Every year in the lead-up to the anniversary of Anne Boleyn's execution on 19th May, I notice a multitude of tweets and Facebook comments referring to Anne Boleyn being charged with witchcraft. This is in addition to her charges of treason, adultery and incest. I bite my tongue and sit on my hands, resisting the urge to point out the glaring error in these posts. In 2012, there was even an article by author Hilary Mantel in
The Guardian
newspaper entitled "Anne Boleyn: witch, bitch, temptress, feminist".

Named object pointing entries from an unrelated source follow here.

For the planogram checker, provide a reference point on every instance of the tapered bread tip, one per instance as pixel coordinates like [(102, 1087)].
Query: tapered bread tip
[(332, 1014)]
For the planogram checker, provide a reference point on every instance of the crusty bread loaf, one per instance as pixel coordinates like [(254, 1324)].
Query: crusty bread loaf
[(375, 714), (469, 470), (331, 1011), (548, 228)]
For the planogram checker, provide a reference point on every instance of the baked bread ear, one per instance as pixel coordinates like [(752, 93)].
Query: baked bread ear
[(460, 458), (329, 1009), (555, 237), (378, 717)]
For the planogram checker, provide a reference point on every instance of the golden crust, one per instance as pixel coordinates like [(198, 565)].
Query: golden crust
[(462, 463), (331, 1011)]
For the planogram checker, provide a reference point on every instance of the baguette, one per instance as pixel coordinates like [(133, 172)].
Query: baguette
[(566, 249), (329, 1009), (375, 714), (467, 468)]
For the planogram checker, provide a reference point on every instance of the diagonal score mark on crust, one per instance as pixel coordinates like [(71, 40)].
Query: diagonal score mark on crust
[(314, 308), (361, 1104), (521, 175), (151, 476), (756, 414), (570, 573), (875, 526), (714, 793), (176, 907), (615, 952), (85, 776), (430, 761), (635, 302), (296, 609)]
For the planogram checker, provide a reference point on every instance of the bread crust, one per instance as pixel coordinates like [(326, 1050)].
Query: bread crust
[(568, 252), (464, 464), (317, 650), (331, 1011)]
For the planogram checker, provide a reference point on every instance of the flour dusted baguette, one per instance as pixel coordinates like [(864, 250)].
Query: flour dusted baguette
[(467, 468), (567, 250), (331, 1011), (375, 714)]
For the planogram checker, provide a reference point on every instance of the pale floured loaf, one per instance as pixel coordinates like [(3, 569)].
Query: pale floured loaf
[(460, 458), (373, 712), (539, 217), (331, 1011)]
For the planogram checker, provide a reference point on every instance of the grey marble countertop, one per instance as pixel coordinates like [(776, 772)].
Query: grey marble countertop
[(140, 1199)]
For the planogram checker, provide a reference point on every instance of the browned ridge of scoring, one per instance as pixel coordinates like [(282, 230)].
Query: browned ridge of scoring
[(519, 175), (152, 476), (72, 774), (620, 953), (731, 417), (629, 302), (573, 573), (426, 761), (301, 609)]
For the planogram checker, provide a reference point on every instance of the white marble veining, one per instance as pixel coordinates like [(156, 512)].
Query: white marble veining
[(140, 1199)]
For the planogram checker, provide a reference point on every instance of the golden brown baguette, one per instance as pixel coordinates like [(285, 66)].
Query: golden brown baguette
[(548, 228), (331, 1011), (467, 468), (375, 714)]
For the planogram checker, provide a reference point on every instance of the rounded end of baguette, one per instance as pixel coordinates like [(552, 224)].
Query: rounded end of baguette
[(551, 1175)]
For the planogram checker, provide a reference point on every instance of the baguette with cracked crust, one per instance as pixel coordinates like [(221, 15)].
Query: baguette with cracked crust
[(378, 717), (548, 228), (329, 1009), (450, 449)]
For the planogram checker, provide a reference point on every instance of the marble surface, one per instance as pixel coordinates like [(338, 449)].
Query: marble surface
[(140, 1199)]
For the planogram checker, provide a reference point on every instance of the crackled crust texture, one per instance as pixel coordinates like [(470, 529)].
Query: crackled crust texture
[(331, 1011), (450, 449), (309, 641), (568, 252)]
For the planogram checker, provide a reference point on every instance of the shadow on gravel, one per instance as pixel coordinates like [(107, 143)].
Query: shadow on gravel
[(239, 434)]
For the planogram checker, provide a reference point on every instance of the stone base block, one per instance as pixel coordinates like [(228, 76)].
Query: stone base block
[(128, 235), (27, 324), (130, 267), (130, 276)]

Now, Mantel was not actually suggesting that Anne was a witch or that she had been charged with witchcraft. In fact, Mantel writes, "Anne was not charged with witchcraft, as some people believe. She was charged with treasonable conspiracy to procure the king's death, a charge supported by details of adultery."
1
In this, Mantel is correct; Anne was not charged with witchcraft. But Anne Boleyn's name is too often linked with witchcraft and many people, even Tudor history buffs, assume that she was indeed charged with it. It's no wonder that people make that assumption; depictions of Anne as a witch are ubiquitous. Her portrait is on the wall at Hogwarts (not that this allusion should be taken seriously, though, of course). In addition, the 2009 Hampton Court Palace Flower Show had a Witch's Garden to represent Anne Boleyn. Finally, Philippa Gregory's famous novel
The Other Boleyn Girl
2
depicted Anne Boleyn dabbling in witchcraft, taking a potion to bring on the miscarriage of a baby (which turns out to be monstrously deformed) and having a "witch taker" help to bring her down. You only have to Google "Anne Boleyn witchcraft" to find sites claiming that Anne was charged with and executed for witchcraft, or mentions of her having an extra finger and moles all over her body, which could have been seen as "witch's teats" and the marks of a witch. Even an article on the BBC history website refers to her being accused of being "a disciple of witchcraft".
3

Some non-fiction authors and historians give credence to the witchcraft theory. In her biography of Anne Boleyn, Norah Lofts
4
writes of Anne bearing a mole known as the "Devil's Pawmark," and of making a "typical witch's threat" when she was in the Tower, claiming that there would be no rain in England for seven years. Lofts explains that seven was the magic number and that witches were thought to control the weather. What's more, Anne had a dog named Urian, a name for Satan. In addition to this, she managed to cast a spell on Henry which eventually ran out in 1536, hence his violent reaction, "the passing from adoration to hatred". Lofts goes even further when she writes about the story of Anne haunting Salle Church in Norfolk, where, according to legend, Anne's body was really buried. Loft writes of meeting the sexton of the church; he told Lofts that he kept vigil one 19th May to see if Anne's ghost appeared. He didn't see a ghost, but he did see a huge hare "which seemed to come from nowhere". It jumped around the church before vanishing into thin air. According to Lofts, "a hare was one of the shapes that a witch was supposed to be able to take at will"; she pondered if it was indeed Anne Boleyn.